Terno de Congo: A Batida que Ecoa no Coração da Festa
O terno de congo é o mais numeroso em Catalão. Ainda que sua origem local seja incerta, os primeiros registros aparecem na década de 1940. Hoje, são 12 grupos ativos, marcados por uma forte presença rítmica: as caixas — grandes tambores tocados com intensidade — lideram o som. Acompanhadas por viola, sanfona, pandeiro, reco-reco e chocalhos, elas criam uma atmosfera vibrante que conduz as danças e os cantos em coro alternado, onde uma fileira canta o verso e a outra responde.
Os ternos de congo são divididos em alas, com a frente guiada por um integrante conhecido como “guia”. Capitaneados por um líder com apito e bastão, esses grupos exigem habilidade na improvisação dos versos e uma coordenação precisa entre os dançadores. Há ainda os chamados marinheiros ou marujeiros, uma vertente mais ágil do congo, com batidas aceleradas e passos mais vivos.
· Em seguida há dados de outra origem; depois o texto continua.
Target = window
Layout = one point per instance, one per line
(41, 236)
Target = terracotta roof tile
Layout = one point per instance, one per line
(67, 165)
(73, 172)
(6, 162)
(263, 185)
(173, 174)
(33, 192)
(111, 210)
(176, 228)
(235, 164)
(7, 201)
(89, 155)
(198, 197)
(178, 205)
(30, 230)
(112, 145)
Catupé: A Dança da Astúcia e da Devoção
O Catupé chegou a Catalão em 1953, pelas mãos de Antônio Miguel da Silva, e com ele nasceu o terno Catupé Cacunda de Nossa Senhora das Mercês, conhecido hoje como “catupé amarelo”. Essa forma de congado se espalhou e atualmente conta também com o catupé azul, em homenagem a São Benedito, e o branco, devoto de Nossa Senhora do Rosário.
Tradicionalmente alegre e repleto de simbolismos, o catupé é dançado ao som de caixas, tamborins e pandeiros — alguns deles feitos artesanalmente com canos de PVC, embora os mais antigos fossem construídos com cipó e couro natural. Os dançadores acompanham o capitão com passos que parecem "cutucar o chão com o ombro", origem popular da expressão catuca o pé com a cacunda. A presença da sanfona e os figurinos vibrantes reforçam o aspecto festivo do grupo.
Em 2003, surgiu o penacho, uma variação do catupé caracterizada pelo uso da manguara (vara de madeira) e cocares de penas, marcando a fusão de elementos afro-indígenas à celebração.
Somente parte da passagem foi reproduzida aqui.